Using subtitles collected from ~200 James Hoffman videos we design a chatbot capable of answering general coffee-related questions using explicitly the knowledge contained in his videos. A first querying step is done through sentence embeddings with cosine similarity ranking on the corpus of subtitles, then a secondary reranking is performed with a cross-encoder. Finally we make use of Flan-T5 to extract the answer from the most relevant document, or acknowledge that the question is unanswerable.
A user interface is also provided through the Slack API which allows users to interact with the bot over private messages.
!pip install -r requirements.txt
I'm kinda new to the frontend stuff so I made heavy use of this playlist on youtube for Flask + Slack API integration. Also for the chromadb part refer to their docs.

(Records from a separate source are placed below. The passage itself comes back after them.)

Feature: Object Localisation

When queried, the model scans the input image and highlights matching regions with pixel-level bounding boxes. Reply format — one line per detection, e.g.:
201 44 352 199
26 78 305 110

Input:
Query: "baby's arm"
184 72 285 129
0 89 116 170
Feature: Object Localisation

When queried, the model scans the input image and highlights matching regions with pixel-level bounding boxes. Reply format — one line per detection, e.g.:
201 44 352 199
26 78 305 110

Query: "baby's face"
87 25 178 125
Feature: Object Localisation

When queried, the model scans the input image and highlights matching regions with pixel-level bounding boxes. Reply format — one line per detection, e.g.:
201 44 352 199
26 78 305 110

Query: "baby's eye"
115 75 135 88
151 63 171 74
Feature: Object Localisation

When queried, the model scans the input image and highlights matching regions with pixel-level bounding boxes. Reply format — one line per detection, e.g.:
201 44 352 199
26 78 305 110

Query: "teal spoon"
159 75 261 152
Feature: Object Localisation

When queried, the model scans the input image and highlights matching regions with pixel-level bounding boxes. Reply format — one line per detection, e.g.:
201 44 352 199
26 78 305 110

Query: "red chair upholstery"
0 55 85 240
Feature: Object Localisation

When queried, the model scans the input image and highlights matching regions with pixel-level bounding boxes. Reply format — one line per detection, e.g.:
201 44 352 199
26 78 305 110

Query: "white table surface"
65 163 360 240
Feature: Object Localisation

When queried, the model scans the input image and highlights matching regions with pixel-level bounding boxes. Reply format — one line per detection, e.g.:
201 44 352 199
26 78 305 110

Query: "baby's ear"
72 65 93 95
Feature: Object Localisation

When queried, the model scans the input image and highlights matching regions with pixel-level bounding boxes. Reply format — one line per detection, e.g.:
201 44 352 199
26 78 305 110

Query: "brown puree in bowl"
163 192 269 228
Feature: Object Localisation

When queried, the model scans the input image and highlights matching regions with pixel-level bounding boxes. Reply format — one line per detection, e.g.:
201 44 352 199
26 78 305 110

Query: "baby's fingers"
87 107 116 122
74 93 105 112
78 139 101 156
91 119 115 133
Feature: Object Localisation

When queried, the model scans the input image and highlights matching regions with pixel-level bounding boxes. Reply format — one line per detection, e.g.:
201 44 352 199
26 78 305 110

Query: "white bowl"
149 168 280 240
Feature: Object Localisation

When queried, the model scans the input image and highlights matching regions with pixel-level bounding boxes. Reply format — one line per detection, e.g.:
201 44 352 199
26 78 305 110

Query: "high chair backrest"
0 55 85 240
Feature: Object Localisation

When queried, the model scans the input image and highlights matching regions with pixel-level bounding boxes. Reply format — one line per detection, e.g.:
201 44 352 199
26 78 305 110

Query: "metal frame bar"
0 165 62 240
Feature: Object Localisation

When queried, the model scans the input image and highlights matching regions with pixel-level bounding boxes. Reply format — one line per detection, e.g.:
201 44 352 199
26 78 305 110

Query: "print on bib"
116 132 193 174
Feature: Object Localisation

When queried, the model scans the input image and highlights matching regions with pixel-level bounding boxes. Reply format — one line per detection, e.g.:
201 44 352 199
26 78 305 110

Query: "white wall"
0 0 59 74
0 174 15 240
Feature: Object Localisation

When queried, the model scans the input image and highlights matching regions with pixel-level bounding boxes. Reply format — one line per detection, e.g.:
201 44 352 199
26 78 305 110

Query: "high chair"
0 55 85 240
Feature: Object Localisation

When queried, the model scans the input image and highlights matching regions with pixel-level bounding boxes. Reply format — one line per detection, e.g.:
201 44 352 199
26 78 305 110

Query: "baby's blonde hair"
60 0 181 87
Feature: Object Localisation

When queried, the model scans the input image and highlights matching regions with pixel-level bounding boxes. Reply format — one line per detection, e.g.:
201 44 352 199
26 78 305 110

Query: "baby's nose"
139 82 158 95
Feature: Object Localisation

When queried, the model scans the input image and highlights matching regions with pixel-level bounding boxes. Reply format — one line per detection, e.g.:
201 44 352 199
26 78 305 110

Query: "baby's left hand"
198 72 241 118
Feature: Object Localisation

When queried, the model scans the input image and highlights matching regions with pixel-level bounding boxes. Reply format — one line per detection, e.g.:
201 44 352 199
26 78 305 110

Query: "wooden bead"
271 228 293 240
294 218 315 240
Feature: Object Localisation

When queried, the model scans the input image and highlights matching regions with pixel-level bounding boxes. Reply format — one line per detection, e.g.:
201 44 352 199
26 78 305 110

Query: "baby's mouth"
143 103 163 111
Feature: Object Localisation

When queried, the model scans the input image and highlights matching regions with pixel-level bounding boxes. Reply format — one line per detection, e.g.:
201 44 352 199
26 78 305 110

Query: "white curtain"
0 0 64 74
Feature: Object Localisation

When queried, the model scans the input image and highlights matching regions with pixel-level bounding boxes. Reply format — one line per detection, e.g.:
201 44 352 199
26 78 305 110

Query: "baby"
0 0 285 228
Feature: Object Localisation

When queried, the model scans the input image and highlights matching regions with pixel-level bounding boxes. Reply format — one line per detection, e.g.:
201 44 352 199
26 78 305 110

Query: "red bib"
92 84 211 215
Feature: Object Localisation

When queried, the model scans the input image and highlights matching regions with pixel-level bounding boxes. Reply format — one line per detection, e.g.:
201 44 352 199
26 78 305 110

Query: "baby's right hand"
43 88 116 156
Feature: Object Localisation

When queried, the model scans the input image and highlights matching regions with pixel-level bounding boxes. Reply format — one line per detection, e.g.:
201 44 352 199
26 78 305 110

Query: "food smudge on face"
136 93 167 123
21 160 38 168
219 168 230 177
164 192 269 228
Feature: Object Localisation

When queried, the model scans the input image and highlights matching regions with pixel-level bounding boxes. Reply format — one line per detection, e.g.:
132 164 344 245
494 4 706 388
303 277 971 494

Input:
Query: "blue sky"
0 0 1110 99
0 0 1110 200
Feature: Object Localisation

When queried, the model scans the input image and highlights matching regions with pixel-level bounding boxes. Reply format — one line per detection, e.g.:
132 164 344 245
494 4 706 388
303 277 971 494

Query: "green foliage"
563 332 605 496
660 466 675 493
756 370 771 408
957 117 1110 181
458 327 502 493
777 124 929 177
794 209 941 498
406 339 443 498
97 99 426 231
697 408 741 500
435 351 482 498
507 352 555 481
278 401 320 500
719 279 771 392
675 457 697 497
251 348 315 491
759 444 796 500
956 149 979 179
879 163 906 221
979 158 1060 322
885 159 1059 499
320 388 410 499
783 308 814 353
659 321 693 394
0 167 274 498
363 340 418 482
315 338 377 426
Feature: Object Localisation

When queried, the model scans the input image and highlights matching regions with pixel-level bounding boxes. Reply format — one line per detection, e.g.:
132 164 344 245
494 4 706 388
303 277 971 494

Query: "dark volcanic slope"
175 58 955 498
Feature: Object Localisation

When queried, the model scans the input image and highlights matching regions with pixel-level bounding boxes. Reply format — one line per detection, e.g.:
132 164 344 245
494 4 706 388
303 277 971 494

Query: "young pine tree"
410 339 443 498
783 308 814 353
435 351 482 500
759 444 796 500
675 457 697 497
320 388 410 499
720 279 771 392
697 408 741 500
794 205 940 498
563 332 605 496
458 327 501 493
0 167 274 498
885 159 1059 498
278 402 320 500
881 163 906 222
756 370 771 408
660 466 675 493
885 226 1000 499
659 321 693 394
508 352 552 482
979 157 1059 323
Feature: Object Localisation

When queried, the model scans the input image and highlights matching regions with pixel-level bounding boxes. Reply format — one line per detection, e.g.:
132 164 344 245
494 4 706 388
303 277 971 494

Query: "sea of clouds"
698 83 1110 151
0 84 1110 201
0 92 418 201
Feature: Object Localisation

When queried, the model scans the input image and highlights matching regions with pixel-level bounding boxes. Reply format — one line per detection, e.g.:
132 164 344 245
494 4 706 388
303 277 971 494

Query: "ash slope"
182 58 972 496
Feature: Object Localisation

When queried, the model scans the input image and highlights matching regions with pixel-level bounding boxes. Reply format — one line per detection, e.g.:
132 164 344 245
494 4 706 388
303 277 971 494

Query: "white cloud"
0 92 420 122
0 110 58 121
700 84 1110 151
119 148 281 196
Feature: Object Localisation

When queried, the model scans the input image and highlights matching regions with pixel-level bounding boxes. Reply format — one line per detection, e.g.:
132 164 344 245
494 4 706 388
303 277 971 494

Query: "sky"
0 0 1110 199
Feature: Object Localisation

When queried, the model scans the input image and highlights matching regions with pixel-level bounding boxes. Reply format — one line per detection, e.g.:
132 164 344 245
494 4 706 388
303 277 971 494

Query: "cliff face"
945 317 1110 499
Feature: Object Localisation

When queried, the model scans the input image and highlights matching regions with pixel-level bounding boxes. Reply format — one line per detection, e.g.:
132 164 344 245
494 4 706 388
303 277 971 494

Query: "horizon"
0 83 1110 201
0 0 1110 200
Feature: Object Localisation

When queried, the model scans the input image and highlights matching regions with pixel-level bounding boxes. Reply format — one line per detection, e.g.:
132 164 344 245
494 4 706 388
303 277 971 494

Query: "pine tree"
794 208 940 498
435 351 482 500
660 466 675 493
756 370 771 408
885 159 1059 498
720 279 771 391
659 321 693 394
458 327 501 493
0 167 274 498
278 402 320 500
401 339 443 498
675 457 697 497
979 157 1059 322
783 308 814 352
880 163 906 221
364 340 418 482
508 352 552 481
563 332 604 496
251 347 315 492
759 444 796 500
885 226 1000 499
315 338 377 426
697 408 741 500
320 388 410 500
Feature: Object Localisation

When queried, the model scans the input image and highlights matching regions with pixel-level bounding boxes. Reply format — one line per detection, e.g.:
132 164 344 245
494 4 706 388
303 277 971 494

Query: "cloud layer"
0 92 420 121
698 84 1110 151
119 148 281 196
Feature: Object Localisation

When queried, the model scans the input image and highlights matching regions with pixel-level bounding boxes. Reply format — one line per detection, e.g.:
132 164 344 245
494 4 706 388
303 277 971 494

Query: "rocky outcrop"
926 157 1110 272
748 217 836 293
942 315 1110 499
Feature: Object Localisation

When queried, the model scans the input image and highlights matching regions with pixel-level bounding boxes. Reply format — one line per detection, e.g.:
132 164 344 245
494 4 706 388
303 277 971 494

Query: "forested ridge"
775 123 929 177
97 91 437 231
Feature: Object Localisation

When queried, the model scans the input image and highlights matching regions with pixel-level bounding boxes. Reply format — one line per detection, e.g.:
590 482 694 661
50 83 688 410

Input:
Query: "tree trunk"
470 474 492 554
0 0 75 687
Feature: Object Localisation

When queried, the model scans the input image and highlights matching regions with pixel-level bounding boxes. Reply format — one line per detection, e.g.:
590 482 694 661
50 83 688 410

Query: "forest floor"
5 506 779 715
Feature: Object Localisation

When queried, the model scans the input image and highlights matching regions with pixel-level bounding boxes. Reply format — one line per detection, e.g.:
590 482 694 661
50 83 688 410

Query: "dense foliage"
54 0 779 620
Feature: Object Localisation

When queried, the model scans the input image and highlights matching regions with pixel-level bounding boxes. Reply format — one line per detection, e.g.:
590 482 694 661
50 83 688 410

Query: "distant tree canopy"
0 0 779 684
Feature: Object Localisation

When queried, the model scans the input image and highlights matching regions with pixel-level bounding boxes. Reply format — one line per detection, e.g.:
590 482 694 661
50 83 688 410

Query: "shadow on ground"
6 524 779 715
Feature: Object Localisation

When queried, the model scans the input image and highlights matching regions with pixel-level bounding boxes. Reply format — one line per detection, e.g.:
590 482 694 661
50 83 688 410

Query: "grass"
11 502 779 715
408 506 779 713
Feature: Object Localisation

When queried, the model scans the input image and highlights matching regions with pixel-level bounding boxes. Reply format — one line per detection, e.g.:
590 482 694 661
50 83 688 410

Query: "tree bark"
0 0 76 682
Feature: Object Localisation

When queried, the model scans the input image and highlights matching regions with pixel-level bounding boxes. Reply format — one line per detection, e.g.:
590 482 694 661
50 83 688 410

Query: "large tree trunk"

That being said, the pipline itself fully doesn't require Slack integration, I just figured it would be nice to provide an interface to everything. So if you want to get a feel for the model/workflow check out the t5skeleton.ipynb
file which is essentially the rough draft of this project entirely offline.
If you want to regenerate any of the data included in the clean
folder you'll need a functioning YouTube API key and to dig into the youtube-api.ipynb
notebook. Same goes for the embeddings but this time you'll need to use the t5skeleton.ipynb
. Otherwise I've included the cleaned subtitle .vtt's as well as the embeddings I generated for the demo here in the repo already.
Hopefully didn't leave any of my API keys around, that would be bad.